Purpose: liking what you do each day and being motivated to achieve your goals
Social: having supportive relationships and love in your life
Financial: managing your economic life to reduce stress and increase security
Community: liking where you live, feeling safe and having pride in your community
Physical: having good health and enough energy to get things done daily

So, yeah, it's a happiness ranking — but it's a lot more than that. The report is really fascinating! I've uploaded it here so you can read it too, and see how each area scored on each of those five elements. Here are America's top 20 communities, ranked by the criteria above:

1. North Port-Sarasota-Bradenton
2. Urban Honolulu
3. Raleigh
4. Oxnard-Thousand Oaks-Ventura
5. El Paso
6. Austin-Round Rock
7. Provo-Orem
8. San Jose-Sunnyvale-Santa Clara
9. Washington-Arlington-Alexandria
10. Winston-Salem
11. Los Angeles-Long Beach-Anaheim
12. San Francisco-Oakland-Hayward
13. Houston-The Woodlands-Sugar Land
14. Chattanooga
15. Spokane-Spokane Valley
16. San Diego-Carlsbad
17. Minneapolis-St.

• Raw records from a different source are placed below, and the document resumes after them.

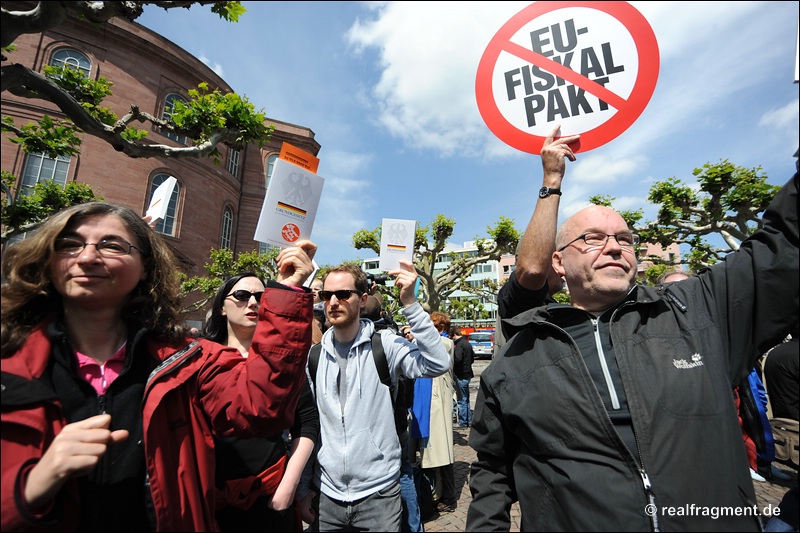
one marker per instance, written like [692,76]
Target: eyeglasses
[106,247]
[597,240]
[244,296]
[341,295]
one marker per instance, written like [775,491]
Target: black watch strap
[544,192]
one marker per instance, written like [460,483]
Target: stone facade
[144,67]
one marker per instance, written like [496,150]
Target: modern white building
[490,270]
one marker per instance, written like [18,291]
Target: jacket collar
[639,294]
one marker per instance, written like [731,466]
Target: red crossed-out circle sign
[290,232]
[530,80]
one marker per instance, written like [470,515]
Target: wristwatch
[544,192]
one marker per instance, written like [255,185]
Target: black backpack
[402,400]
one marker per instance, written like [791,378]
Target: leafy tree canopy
[209,117]
[726,202]
[430,241]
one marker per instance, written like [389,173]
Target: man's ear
[558,265]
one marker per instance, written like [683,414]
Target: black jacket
[543,434]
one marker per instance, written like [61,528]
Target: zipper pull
[651,509]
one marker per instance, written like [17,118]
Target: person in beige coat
[437,453]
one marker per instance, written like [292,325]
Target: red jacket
[198,389]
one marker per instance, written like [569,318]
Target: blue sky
[389,90]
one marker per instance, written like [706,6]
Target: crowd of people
[284,413]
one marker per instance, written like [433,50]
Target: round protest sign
[589,66]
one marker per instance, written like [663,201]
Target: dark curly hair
[29,296]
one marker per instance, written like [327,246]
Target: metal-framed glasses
[341,295]
[244,296]
[597,240]
[106,247]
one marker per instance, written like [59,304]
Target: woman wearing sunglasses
[257,478]
[108,405]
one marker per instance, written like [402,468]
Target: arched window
[67,57]
[270,167]
[169,108]
[167,224]
[227,228]
[233,161]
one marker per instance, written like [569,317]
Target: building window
[169,108]
[167,224]
[270,167]
[227,228]
[40,168]
[233,161]
[66,57]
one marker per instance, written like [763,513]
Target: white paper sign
[160,201]
[397,243]
[313,275]
[290,205]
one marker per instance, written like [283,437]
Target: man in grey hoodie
[358,455]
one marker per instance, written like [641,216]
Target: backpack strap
[313,363]
[380,362]
[381,365]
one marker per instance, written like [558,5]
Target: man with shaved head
[615,412]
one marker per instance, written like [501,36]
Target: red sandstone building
[213,206]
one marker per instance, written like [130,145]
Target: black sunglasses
[244,296]
[341,295]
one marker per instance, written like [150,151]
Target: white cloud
[216,67]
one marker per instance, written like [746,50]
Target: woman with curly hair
[108,406]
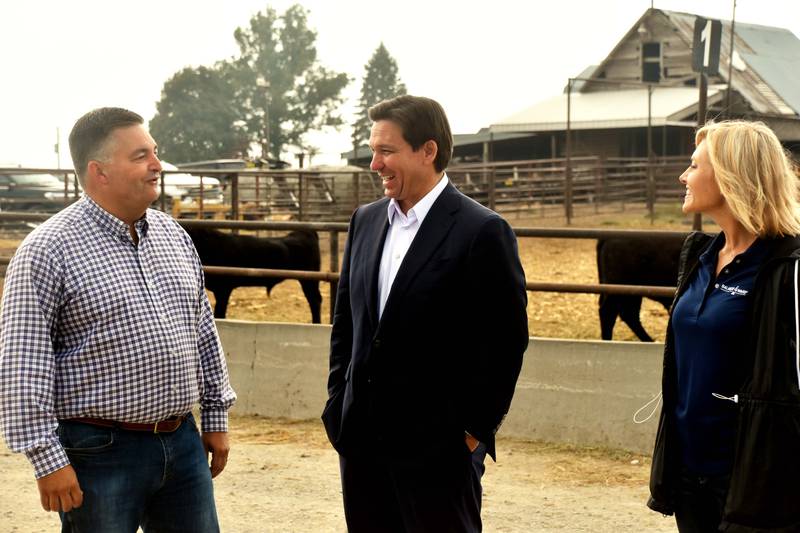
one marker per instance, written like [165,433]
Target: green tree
[271,94]
[381,81]
[285,90]
[198,118]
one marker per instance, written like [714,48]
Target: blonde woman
[727,452]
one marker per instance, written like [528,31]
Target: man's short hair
[90,134]
[421,120]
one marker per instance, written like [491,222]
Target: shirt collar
[109,222]
[755,253]
[421,208]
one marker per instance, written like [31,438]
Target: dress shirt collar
[108,222]
[421,208]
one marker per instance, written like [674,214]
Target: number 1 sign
[705,49]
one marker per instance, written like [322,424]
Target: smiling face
[702,190]
[407,175]
[126,182]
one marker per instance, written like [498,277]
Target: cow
[635,260]
[299,250]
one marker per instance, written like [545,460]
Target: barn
[609,101]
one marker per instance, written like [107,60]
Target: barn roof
[765,60]
[607,110]
[767,63]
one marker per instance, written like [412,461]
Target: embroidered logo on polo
[735,291]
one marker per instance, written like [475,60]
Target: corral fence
[335,228]
[537,187]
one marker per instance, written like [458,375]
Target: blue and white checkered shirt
[94,325]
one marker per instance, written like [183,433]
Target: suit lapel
[433,231]
[376,235]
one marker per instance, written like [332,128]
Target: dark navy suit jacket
[446,353]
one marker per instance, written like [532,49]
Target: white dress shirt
[402,230]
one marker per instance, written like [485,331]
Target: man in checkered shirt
[107,341]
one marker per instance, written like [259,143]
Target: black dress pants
[699,502]
[440,493]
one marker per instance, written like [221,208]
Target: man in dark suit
[428,334]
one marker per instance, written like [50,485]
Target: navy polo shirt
[710,323]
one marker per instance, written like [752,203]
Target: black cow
[634,261]
[299,250]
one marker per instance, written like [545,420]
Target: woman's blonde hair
[755,175]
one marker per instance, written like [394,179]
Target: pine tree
[381,81]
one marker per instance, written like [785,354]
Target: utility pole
[57,147]
[265,85]
[730,64]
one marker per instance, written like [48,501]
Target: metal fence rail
[335,228]
[537,186]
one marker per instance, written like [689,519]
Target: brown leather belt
[164,426]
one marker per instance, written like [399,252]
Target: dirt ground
[549,314]
[555,260]
[283,477]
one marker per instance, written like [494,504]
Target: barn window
[651,62]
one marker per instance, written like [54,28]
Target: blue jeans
[159,481]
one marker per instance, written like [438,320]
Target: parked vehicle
[32,192]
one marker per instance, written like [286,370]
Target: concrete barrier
[579,392]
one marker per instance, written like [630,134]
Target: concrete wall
[580,392]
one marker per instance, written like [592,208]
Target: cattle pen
[334,229]
[568,439]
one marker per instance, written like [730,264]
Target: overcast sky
[481,60]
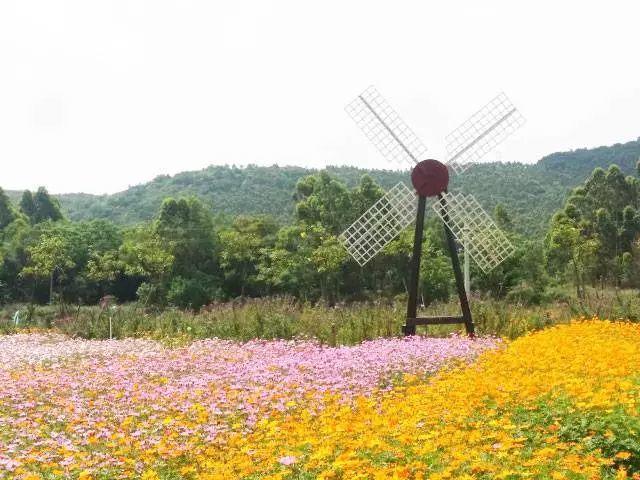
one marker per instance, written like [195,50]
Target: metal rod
[483,134]
[388,129]
[414,271]
[467,273]
[455,262]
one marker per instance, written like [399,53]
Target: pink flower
[288,460]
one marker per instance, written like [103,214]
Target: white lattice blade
[379,225]
[386,130]
[482,132]
[487,245]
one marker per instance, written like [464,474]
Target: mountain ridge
[530,192]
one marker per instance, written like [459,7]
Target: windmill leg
[457,271]
[414,272]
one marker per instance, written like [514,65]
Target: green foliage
[7,214]
[595,233]
[40,207]
[50,256]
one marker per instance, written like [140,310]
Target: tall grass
[286,318]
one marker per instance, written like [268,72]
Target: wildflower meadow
[559,403]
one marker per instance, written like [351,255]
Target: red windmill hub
[430,178]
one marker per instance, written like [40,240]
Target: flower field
[561,403]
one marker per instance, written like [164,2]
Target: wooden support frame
[414,279]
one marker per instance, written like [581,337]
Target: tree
[323,200]
[48,257]
[241,248]
[27,206]
[40,207]
[144,255]
[502,217]
[7,215]
[186,229]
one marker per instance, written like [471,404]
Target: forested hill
[531,193]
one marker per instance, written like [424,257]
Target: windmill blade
[384,220]
[487,245]
[386,130]
[482,132]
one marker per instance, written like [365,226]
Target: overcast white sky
[97,95]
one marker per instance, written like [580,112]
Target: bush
[188,293]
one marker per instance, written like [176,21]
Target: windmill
[463,218]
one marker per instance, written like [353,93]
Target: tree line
[189,257]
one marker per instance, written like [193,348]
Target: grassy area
[283,317]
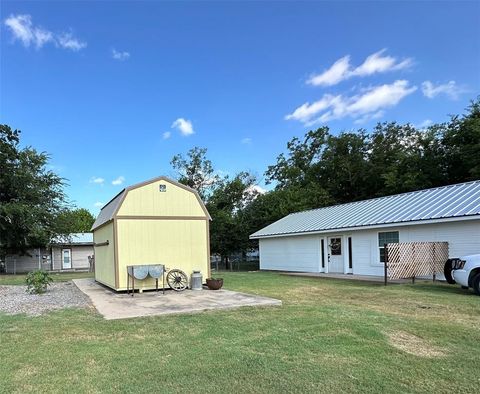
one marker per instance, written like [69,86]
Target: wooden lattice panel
[414,259]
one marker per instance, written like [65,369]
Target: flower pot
[215,284]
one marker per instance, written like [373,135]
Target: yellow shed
[159,221]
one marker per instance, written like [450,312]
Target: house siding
[105,255]
[302,252]
[176,243]
[28,262]
[153,227]
[80,255]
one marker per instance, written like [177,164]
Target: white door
[66,259]
[335,255]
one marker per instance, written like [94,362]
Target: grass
[329,336]
[57,277]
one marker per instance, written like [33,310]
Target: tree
[31,197]
[461,141]
[196,171]
[229,233]
[78,220]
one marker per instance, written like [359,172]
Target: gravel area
[14,299]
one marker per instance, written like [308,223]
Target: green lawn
[57,277]
[329,336]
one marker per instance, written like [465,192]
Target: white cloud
[379,63]
[373,64]
[370,104]
[23,29]
[423,125]
[450,89]
[184,126]
[67,41]
[120,55]
[336,73]
[119,180]
[97,180]
[371,116]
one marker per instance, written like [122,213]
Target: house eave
[368,227]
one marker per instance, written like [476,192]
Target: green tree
[461,142]
[229,232]
[196,171]
[78,220]
[31,197]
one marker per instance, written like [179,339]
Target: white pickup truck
[465,271]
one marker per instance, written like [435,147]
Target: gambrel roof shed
[111,208]
[156,222]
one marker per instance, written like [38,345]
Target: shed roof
[453,201]
[75,239]
[111,208]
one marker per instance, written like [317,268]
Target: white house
[349,238]
[64,254]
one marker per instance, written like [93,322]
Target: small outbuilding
[350,238]
[159,221]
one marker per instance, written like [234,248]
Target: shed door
[66,259]
[335,255]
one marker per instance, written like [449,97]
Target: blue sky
[112,90]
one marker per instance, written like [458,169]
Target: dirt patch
[412,344]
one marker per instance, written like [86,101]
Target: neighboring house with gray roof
[70,253]
[349,238]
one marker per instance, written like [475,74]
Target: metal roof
[110,209]
[451,201]
[75,239]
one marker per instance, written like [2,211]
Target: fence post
[385,263]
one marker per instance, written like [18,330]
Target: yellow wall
[149,201]
[178,244]
[104,255]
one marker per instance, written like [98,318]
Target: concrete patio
[114,305]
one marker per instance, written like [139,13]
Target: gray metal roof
[451,201]
[109,210]
[75,239]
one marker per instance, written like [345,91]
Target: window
[390,237]
[336,246]
[322,252]
[350,261]
[66,259]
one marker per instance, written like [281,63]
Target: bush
[37,281]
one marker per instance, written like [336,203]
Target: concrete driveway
[113,305]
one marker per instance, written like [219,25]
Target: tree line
[321,168]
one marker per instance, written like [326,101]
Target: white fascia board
[374,226]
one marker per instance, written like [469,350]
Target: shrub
[37,281]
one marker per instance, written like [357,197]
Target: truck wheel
[476,284]
[447,271]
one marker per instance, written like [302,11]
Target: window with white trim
[389,237]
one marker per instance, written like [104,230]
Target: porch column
[325,253]
[345,253]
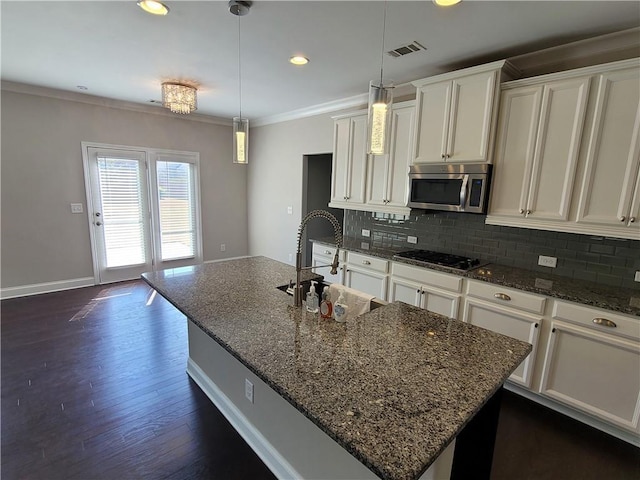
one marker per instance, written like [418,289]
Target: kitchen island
[393,387]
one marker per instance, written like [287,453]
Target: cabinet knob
[502,296]
[605,322]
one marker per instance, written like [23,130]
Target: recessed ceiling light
[446,3]
[154,7]
[299,60]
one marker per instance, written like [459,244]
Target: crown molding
[27,89]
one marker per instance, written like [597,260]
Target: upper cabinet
[375,183]
[349,160]
[455,114]
[568,152]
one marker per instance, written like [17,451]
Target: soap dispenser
[326,306]
[312,298]
[340,308]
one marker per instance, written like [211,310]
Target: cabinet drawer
[327,251]
[601,320]
[506,296]
[365,261]
[424,276]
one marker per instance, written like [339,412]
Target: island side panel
[289,443]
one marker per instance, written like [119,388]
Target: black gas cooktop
[438,258]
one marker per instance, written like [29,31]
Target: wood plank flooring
[94,387]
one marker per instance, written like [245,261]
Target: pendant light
[380,101]
[240,124]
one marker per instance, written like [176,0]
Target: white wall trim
[109,102]
[47,287]
[258,443]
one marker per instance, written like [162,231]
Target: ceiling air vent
[406,49]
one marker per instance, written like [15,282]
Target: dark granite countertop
[623,300]
[393,387]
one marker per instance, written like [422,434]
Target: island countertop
[393,387]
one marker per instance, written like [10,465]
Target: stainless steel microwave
[452,187]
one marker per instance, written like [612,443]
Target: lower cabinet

Paul-Bloomington
18. Omaha-Council Bluffs
19. Cape Coral-Fort Myers
20. San Antonio-New Braunfels

While LA spanked SF and Oakland in the well-being race, we can comfort ourselves in the knowledge that we creamed New York (#55), Seattle (#62), and Portland (#63). Remember those numbers the next time someone snootily tells you that they've "outgrown" SF and are moving to one of those places! (On second thought, don't! Let them go, we can use their apartments.)

At the bottom of the list is Youngstown-Warren-Boardman, Ohio-Pennsylvania, which also has the worst "purpose" and "social well-being" scores. Other bottom of the list dwellers: Toledo, Ohio; Knoxville, Tennessee; Dayton, Ohio; and Indianapolis-Carmel-Anderson, Indiana.